Sears Holdings Corp. (SHLD) kicked off another fiscal year with declining sales from a dwindling number of stores, and more closings are on the way.
The operator of Sears and Kmart stores posted a first-quarter loss of $3.93 a diluted share. Revenue fell due to fewer stores and a 12% drop in comparable-store sales. The Hoffman Estates, Illinois-based retailer said Thursday that it has identified 100 unprofitable stores, and 72 of them will begin store-closing sales in the near future. It will announce the locations to close by midday.
Shares fell as much as 13% before the start of regular trading. The shares have lost 10% this year through Wednesday’s close.
The decline in comparable-store sales, a key metric in retail, should be “alarming” to investors, said Noel Hebert, a Bloomberg Intelligence analyst.
“You’ve basically closed half the store base over the last few years and your ‘best’ stores are still negative 12%,” he said.
Chief Executive Officer Edward Lampert has been striving to revive the company by closing unprofitable stores and selling or spinning off assets like its Lands’ End clothing unit. But Sears has lost about $11 billion since 2012. Now it’s hired a second set of advisers to re-shop its Kenmore appliance brand along with some home-services businesses. In April, Lampert’s hedge fund, ESL Investments Inc., said it was willing to purchase those assets itself.

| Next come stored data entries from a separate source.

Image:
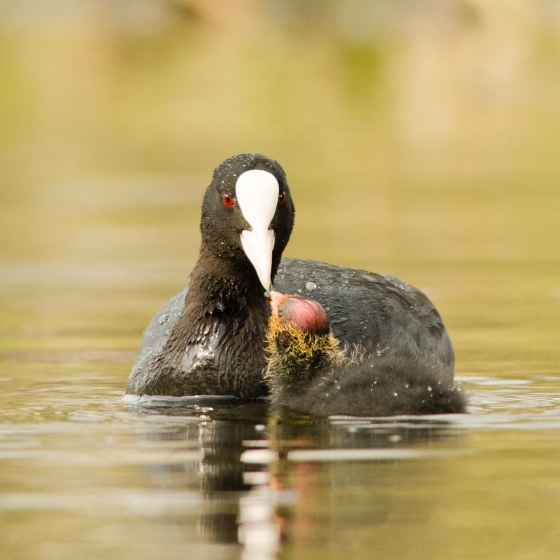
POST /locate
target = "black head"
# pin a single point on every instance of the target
(224, 220)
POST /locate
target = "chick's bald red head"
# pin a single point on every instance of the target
(306, 314)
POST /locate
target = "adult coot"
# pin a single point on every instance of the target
(209, 338)
(308, 370)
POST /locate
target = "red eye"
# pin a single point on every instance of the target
(228, 200)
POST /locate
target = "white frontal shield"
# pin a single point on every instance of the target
(257, 194)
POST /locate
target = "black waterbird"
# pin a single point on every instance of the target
(310, 371)
(210, 337)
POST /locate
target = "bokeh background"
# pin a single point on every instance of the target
(421, 138)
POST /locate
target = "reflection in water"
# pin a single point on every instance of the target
(256, 468)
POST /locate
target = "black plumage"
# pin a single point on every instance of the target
(209, 338)
(310, 371)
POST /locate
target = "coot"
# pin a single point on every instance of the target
(310, 371)
(209, 338)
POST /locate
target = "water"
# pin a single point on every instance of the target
(422, 145)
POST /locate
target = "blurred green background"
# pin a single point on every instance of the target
(420, 139)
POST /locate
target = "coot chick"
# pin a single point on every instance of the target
(311, 371)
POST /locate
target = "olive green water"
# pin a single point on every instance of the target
(418, 142)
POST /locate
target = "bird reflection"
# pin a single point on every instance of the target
(257, 498)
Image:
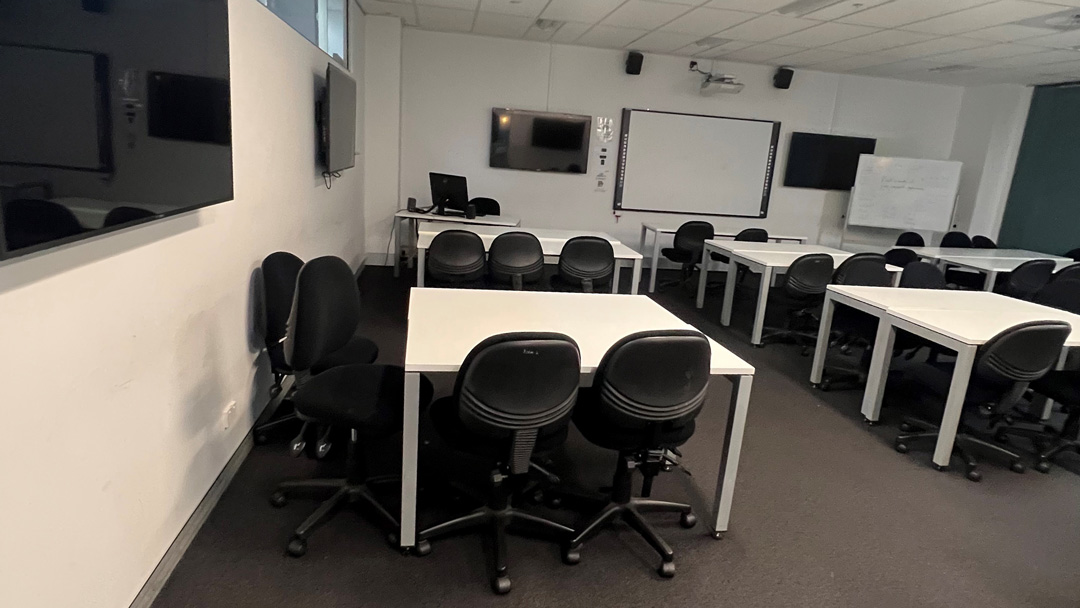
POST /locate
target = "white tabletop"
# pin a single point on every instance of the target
(444, 325)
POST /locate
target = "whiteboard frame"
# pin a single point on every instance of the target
(624, 144)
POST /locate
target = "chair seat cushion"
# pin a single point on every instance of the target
(366, 397)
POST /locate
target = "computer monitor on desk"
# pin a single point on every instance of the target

“Our top priority is successfully executing our transformation to return to profitability and remain a competitive retailer for years to come,” Chief Financial Officer Rob Riecker said in a prerecorded call.
The retailer said in a statement that it plans to take further action “with respect to certain near-term maturities of our debt, including through repayments, refinancings and extensions.” First quarter sales were $2.9 billion, compared with $4.2 billion a year earlier, Sears said.
A rally in Sears bonds triggered by the company’s search for asset buyers is casting doubt on plans for reducing the retailer’s debt, Lampert said earlier this week. He’s the retailer’s biggest shareholder and has been using his own money for years to keep the 125-year-old chain open.